West Texas Intermediate crude for July delivery fell 25 cents, or 0.4%, to $65.82 a barrel on the New York Mercantile Exchange. August Brent crude , the most actively traded contract, was off 14 cents, or 0.2%, at $68.23 a barrel on ICE Futures Europe. Front-month July Brent was down 12 cents, or 0.2%, at $68.34 a barrel.
Crude was buoyed on Monday as doubts emerged over the timing of any agreement that would see the U.S. return to the nuclear deal and lift sanctions against Iran, which would allow the country's crude exports to return to the market. U.S. Secretary of State Antony Blinken on Sunday said the U.S. hasn't yet seen whether Iran is "ready and willing to make a decision to do what it has to do" to have sanctions removed.
Iran over the weekend agreed to extend an agreement allowing the International Atomic Energy Agency to monitor its nuclear program for another month, but the window of opportunity for a deal ahead of Iranian presidential elections in June appears too small, said Eugen Weinberg, analyst at Commerzbank, in a note.
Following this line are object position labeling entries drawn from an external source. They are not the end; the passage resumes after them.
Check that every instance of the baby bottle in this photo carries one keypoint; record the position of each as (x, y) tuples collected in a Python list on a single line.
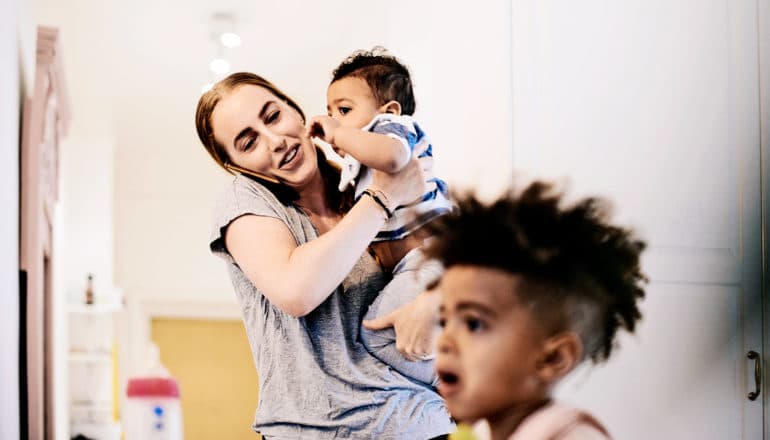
[(152, 408)]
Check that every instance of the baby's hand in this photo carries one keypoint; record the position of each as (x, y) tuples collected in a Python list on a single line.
[(323, 127), (348, 172)]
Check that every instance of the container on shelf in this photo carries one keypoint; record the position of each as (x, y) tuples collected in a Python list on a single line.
[(153, 410)]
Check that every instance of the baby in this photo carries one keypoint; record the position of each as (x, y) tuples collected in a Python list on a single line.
[(370, 102), (531, 290)]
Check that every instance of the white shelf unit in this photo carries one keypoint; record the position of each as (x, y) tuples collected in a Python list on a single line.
[(92, 378)]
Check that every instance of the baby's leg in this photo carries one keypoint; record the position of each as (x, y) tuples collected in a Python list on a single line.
[(410, 277)]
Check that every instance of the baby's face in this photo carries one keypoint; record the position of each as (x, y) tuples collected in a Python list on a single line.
[(490, 344), (351, 102)]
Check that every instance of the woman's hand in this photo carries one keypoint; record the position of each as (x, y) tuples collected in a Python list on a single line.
[(414, 324), (323, 127), (404, 186)]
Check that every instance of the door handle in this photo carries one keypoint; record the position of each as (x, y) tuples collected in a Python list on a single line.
[(753, 355)]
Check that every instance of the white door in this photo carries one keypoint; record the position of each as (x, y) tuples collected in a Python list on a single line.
[(655, 104)]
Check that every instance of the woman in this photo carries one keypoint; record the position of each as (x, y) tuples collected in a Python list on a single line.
[(303, 276)]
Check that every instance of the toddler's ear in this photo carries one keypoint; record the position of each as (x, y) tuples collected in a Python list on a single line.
[(392, 107), (561, 353)]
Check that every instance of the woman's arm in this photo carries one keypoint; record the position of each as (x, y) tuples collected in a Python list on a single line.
[(296, 279), (414, 324), (375, 150)]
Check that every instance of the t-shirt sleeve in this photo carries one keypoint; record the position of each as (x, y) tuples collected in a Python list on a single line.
[(242, 197), (396, 128)]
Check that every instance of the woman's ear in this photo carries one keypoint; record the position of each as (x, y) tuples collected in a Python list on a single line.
[(561, 353), (392, 107)]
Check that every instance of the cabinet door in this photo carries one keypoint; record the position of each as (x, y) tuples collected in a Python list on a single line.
[(655, 104)]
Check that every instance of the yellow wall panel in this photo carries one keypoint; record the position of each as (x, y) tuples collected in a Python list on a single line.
[(212, 361)]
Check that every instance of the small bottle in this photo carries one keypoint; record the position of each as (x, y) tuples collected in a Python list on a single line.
[(90, 290)]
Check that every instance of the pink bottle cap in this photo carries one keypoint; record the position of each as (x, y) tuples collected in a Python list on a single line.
[(152, 387)]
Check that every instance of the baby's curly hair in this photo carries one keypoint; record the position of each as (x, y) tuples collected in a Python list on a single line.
[(387, 78), (577, 270)]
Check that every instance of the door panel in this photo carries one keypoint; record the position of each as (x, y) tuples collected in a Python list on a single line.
[(655, 104)]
Despite Tuesday's softer tone, bullish analysts said the market would be likely to take in stride a return of Iranian barrels and continued tapering of production cuts by the Organization of the Petroleum Exporting Countries and its allies.
A prospective Iran deal is seen "as a headline risk rather than an overhaul to physical balances," said Michael Tran, analyst at RBC Capital Markets.
Between the Iran deal and the OPEC+ tapering schedule, "the two policy driven bearish hurdles are being cleared, and the market can revert to focusing on oil demand, the cycle ahead, and more quantifiable drivers that can be modeled," he said in a note.